In questa luce si situa la disponibilità del discepolo a dare la vita, che Gesù esprime chiaramente negli insegnamenti relativi al portare la croce, riportati più volte nei Vangeli: «Se qualcuno vuol venire dietro a me rinneghi se stesso, prenda la sua croce ogni giorno e mi segua» (Lc 9, 23).
Portare la croce con Cristo, in Cristo, per Cristo (nella logica della dossologia eucaristica) significa vivere in stato di conversione continua. Del resto, sin dagli inizi della sua predicazione, Gesù annuncia: «Il tempo è compiuto e il regno di Dio è vicino; convertitevi e credete al vangelo» (Mc 1, 15). Chi ascolta (e accetta) la Parola è posto in tensione tra la realizzazione già avvenuta del Regno e la sua futura piena rivelazione nella gloria. Ora è necessario decidersi, adesso occorre adempiere le esigenze necessarie per entrare nel Regno.
La conversione è resa possibile dalla partecipazione al mistero di Gesù, specialmente al «cuore» del mistero stesso: la Pasqua. Il credente è una persona in continua Pasqua, ovvero in costante «passaggio»: dalle tenebre alla luce, dal peccato alla grazia, dall’egoismo al servizio, dall’indifferenza alla «passione» per Dio e per il prossimo, dal bene alla crescita nel Bene stesso: non si finisce mai di sondare, gustare e sperimentare il mistero di Cristo che, come Signore Risorto, è presente e vivo in modo invisibile, ma reale, in mezzo ai suoi (cfr. Mt 18, 20; 28, 20).
Nella spiritualità pasquale un ruolo basilare, oltre alla Parola, è svolto dai Sacramenti. La sequela di Gesù si fonda infatti sul Battesimo, che immerge nel mistero di morte-risurrezione (cfr. Rm 6), trova «fonte e culmine» nell’Eucaristia, ma sa apprezzare anche gli altri Sacramenti. Ci sembra che oggi sia particolarmente urgente (ri-)scoprire il valore e la necessità per l’«essere in Cristo» della Confessione-Riconciliazione.
Grazie ai Sacramenti ed agli altri momenti della Liturgia (non dimenticando altre forme di preghiera personale e comunitaria, tra le quali le espressioni della pietà popolare) si sviluppa «la vita in Cristo», che è immaginata dal teologo bizantino Nicola Cabasilas come la vita di un organismo vivente, che trova la sua maturità nella «piena conformazione a Cristo».

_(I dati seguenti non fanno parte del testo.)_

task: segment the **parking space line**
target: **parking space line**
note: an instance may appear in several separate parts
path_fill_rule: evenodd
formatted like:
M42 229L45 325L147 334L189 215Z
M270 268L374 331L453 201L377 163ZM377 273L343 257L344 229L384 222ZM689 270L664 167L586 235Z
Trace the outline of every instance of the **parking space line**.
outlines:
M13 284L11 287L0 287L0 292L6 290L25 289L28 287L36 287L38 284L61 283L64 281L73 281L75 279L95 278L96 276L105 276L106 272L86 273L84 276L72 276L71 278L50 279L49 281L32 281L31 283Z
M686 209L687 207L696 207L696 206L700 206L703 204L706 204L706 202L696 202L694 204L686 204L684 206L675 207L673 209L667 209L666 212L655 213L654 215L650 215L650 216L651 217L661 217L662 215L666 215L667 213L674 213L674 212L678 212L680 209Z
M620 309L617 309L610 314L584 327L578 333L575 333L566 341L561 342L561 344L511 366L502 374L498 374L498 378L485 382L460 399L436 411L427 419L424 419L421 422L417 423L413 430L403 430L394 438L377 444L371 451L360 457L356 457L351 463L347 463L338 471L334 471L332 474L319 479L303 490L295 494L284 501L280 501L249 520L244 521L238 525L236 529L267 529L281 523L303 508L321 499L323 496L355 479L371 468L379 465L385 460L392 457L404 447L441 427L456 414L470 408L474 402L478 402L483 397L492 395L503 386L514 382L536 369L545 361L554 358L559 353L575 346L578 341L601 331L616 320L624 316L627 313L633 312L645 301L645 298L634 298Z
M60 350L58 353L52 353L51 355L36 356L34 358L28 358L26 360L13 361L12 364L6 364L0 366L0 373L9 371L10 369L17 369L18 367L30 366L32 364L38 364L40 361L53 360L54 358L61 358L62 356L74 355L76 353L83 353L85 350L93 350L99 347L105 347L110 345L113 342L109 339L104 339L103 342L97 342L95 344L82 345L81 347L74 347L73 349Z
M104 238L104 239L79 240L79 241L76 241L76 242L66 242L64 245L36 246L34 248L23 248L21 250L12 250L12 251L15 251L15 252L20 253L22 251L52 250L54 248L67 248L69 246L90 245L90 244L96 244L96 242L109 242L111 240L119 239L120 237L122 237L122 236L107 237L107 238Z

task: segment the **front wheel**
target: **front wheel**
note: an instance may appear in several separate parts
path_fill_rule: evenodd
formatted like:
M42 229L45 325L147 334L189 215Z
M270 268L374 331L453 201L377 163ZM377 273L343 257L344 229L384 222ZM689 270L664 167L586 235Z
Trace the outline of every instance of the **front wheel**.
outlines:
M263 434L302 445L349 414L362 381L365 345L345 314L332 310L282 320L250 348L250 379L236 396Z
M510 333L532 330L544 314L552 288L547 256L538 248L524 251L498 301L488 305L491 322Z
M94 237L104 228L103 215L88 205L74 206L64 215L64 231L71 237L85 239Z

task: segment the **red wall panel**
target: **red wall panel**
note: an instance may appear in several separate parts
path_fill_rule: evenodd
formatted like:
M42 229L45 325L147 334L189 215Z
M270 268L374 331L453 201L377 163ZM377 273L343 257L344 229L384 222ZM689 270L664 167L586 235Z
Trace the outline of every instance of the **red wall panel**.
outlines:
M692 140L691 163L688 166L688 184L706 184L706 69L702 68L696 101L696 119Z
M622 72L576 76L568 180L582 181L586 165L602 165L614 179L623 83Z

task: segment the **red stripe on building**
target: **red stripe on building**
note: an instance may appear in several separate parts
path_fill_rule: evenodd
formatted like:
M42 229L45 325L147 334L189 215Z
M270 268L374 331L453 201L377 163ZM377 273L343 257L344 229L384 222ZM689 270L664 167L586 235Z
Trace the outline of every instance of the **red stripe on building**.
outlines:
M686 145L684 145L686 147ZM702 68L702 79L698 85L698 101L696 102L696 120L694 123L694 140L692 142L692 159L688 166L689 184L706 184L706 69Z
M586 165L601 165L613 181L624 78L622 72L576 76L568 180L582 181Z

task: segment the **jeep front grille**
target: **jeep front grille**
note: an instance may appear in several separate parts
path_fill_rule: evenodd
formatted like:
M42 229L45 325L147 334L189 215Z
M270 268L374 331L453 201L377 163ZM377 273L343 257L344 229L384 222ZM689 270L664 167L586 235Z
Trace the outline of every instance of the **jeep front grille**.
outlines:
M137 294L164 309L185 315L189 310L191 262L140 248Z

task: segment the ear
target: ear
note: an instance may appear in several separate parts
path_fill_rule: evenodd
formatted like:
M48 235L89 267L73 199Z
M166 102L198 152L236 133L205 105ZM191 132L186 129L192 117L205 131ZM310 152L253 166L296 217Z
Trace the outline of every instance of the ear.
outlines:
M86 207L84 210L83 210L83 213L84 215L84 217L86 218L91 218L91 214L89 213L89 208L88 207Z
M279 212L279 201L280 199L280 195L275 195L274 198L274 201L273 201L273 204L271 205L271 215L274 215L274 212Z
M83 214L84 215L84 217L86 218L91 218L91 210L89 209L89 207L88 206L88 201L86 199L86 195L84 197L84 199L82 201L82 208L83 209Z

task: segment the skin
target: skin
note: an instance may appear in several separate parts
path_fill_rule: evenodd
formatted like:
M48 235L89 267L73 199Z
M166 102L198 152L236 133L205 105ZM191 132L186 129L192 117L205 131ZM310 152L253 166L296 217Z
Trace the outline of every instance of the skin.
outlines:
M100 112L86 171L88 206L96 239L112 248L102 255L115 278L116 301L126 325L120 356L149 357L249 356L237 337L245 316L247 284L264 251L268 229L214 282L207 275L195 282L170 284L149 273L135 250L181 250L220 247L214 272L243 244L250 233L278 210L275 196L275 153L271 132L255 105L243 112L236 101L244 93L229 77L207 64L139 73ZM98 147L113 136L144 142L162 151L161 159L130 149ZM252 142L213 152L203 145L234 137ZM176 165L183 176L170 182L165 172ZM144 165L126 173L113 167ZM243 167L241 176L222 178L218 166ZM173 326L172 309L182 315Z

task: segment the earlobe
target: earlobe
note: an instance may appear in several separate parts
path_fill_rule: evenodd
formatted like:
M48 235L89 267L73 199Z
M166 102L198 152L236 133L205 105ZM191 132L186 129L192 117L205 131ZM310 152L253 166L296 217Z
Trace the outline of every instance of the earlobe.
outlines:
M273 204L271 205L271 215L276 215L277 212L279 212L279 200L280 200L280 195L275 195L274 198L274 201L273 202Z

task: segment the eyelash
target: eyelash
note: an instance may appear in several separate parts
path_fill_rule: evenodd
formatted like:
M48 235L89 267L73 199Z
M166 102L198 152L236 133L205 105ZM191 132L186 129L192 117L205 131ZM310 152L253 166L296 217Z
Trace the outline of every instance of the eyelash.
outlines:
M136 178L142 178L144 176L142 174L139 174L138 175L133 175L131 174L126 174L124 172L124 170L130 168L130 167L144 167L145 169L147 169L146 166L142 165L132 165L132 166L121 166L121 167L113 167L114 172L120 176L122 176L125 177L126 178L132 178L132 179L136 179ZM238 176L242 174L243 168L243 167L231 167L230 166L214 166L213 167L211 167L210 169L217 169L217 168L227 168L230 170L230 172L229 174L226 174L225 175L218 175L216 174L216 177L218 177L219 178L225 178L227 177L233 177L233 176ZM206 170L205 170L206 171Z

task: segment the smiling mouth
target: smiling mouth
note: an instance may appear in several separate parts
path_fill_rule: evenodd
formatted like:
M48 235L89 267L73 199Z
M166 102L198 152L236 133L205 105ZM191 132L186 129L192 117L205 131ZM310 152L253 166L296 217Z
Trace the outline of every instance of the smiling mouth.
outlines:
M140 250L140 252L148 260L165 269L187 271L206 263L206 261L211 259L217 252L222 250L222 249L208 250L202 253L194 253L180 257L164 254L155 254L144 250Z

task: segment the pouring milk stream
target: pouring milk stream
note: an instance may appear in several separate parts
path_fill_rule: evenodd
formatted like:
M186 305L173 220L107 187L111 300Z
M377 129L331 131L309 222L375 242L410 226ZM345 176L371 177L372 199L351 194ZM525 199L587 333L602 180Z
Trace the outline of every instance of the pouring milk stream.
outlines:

Il cristiano cammina sulle orme di Gesù, cercando - per sua grazia, e tenendo conto delle proporzioni! - di imitarlo. È Gesù stesso che propone la sua persona come fonte e modello di esistenza: «Venite a me… Imparate da me, che sono mite e umile di cuore» (Mt 11, 28). Il discepolo chiede dunque di conformare il suo cuore a quello del Redentore (si può comprendere perciò il valore del riferimento al Cuore di Gesù, sul quale si è spesso soffermato Giovanni Paolo II e che speriamo noi pure di considerare in modo più appropriato in un successivo intervento).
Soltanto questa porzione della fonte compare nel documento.